The Malaysian ringgit led gains among emerging Asian currencies on Tuesday as a rebound in crude prices eased concerns over the country's falling oil and gas revenues, and as debt-ridden state fund 1MDB agreed to sell $2.3 billion in assets. Other regional units rose as the dollar stepped back from an eight-month peak, prompting investors to cut some of their greenback holdings.
The ringgit advanced as much as 1.1 percent to 4.2580 per dollar. Also adding support was news that 1Malaysia Development Bhd (1MDB) has agreed to sell its energy business to China General Nuclear Power Corporation, as it seeks to cut its debt and restore investor confidence in the Southeast Asian country. "The 1MDB sale of its energy business helps contribute to stabilisation of outlook for MYR and reinforce our non-consensus view for a neutral MYR against the USD," said Heng Koon How, senior currency strategist for Credit Suisse private banking and wealth management in Singapore.
Separately, China will buy more Malaysian government bonds to help stabilise its financial markets, Premier Li Keqiang announced, according to state news agency Xinhua on Monday. The ringgit is the worst-performing Asian currency in 2015 with an 18 percent loss against the dollar so far this year. An international probe into business dealings at 1MDB, along with weak global prices, has hurt sentiment in Malaysia. 1MDB has denied any wrongdoing.
Still, analysts and traders doubted how much further the ringgit could appreciate as crude prices are likely to stay under pressure from a supply glut. Malaysia is a major exporter of palm oil and liquefied natural gas, which have also seen a steep price slide. "The news is more positive for sovereign CDS than for the MYR because the MYR is more vulnerable to falling oil prices," said Tim Condon, head of Asia research for ING Bank in a note, referring to credit default swaps. Investors use CDS to hedge against risks of debt default.

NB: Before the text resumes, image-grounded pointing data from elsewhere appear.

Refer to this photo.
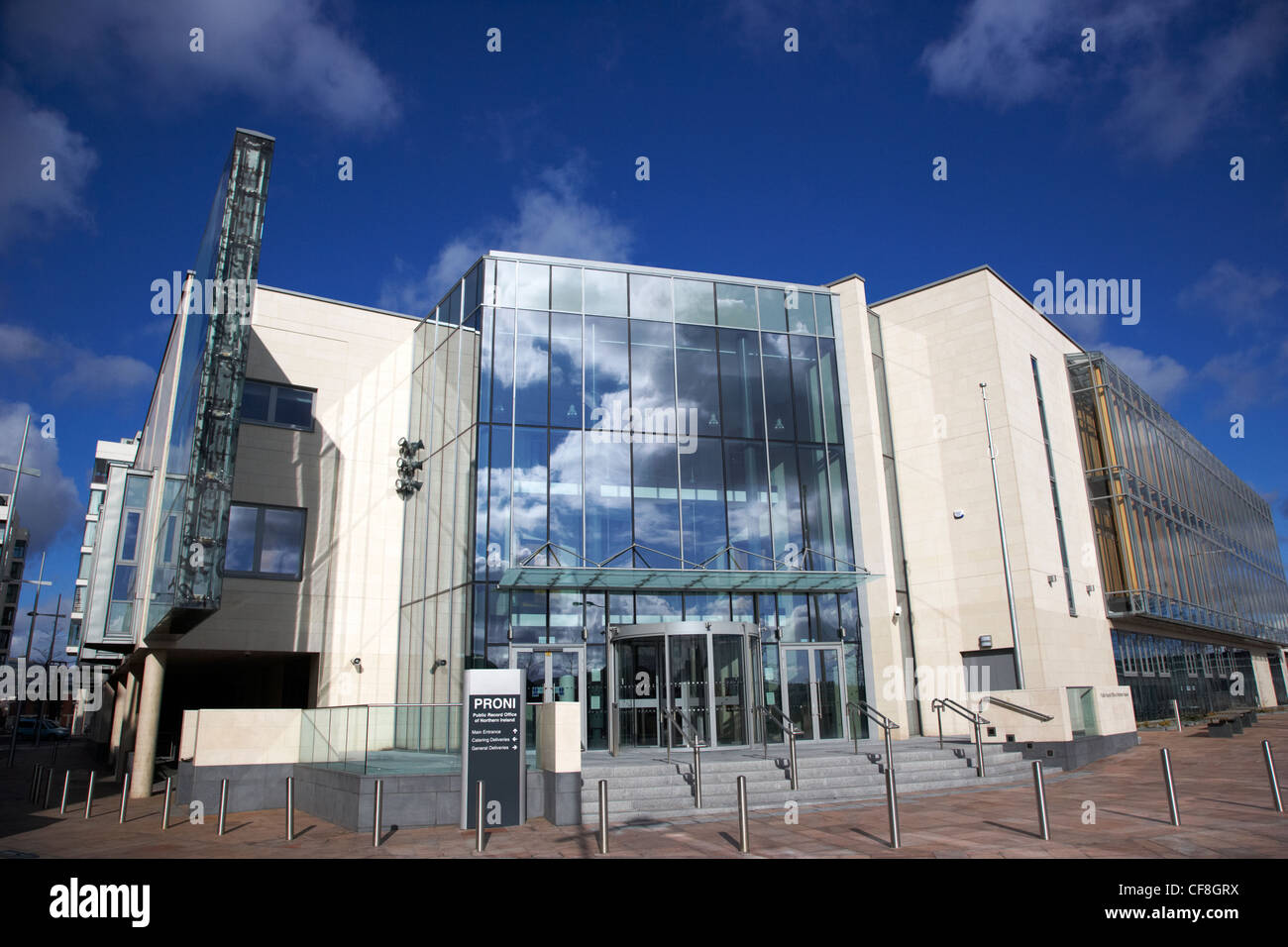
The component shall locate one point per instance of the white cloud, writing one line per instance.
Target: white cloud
(50, 502)
(30, 204)
(1171, 71)
(1000, 52)
(281, 52)
(69, 369)
(1159, 375)
(1239, 296)
(552, 217)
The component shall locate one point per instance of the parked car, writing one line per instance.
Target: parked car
(48, 729)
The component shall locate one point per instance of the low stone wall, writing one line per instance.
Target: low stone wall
(1074, 753)
(348, 799)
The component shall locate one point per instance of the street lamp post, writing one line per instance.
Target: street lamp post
(56, 613)
(1006, 557)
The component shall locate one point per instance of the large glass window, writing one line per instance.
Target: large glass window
(735, 305)
(778, 386)
(696, 379)
(532, 368)
(533, 286)
(695, 302)
(279, 406)
(785, 504)
(702, 502)
(565, 369)
(529, 493)
(773, 315)
(606, 372)
(652, 379)
(566, 495)
(605, 292)
(747, 501)
(566, 289)
(657, 508)
(806, 390)
(800, 318)
(741, 394)
(265, 541)
(502, 368)
(651, 298)
(608, 499)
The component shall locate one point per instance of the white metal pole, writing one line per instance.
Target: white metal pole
(1006, 556)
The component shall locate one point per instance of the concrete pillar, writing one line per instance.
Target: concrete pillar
(146, 732)
(119, 709)
(127, 736)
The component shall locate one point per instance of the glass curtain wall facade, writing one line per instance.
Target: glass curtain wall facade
(626, 425)
(1179, 536)
(1201, 678)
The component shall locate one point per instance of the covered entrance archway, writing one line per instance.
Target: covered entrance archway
(707, 669)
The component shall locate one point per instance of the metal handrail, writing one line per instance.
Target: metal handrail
(887, 724)
(1017, 707)
(939, 703)
(790, 731)
(679, 719)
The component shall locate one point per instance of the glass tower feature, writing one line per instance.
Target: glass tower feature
(192, 522)
(635, 480)
(1180, 538)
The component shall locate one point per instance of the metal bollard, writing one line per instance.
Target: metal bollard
(697, 776)
(892, 793)
(1171, 789)
(603, 817)
(743, 835)
(791, 754)
(89, 796)
(1041, 791)
(125, 799)
(1270, 772)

Malaysia's five-year CDS are at 170/175 basis points, down 20 bps points this month. The Taiwan dollar advanced as foreign investors continued to buy local stocks. Foreigners were net buyers in the previous three consecutive sessions, absorbing a combined net T$6.9 billion ($212.1 million) worth of equities, Taiwan Stock Exchange data showed.
Taiwan's central bank was not spotted intervening on Tuesday to stem strength in the best-performing emerging Asian currency so far this year, traders said. Authorities did not intervene in the Taiwan dollar's opening price for a second straight day, indicating the central bank may be comfortable with the currency's current levels, traders added. The central bank usually steps into the local currency market to curb volatility, especially when trade opens and closes, according to traders. South Korea's won rose as exporters bought it for month-end settlements. Offshore funds also purchased the won to cut dollar holdings, prompting stop-loss selling in the greenback, traders said.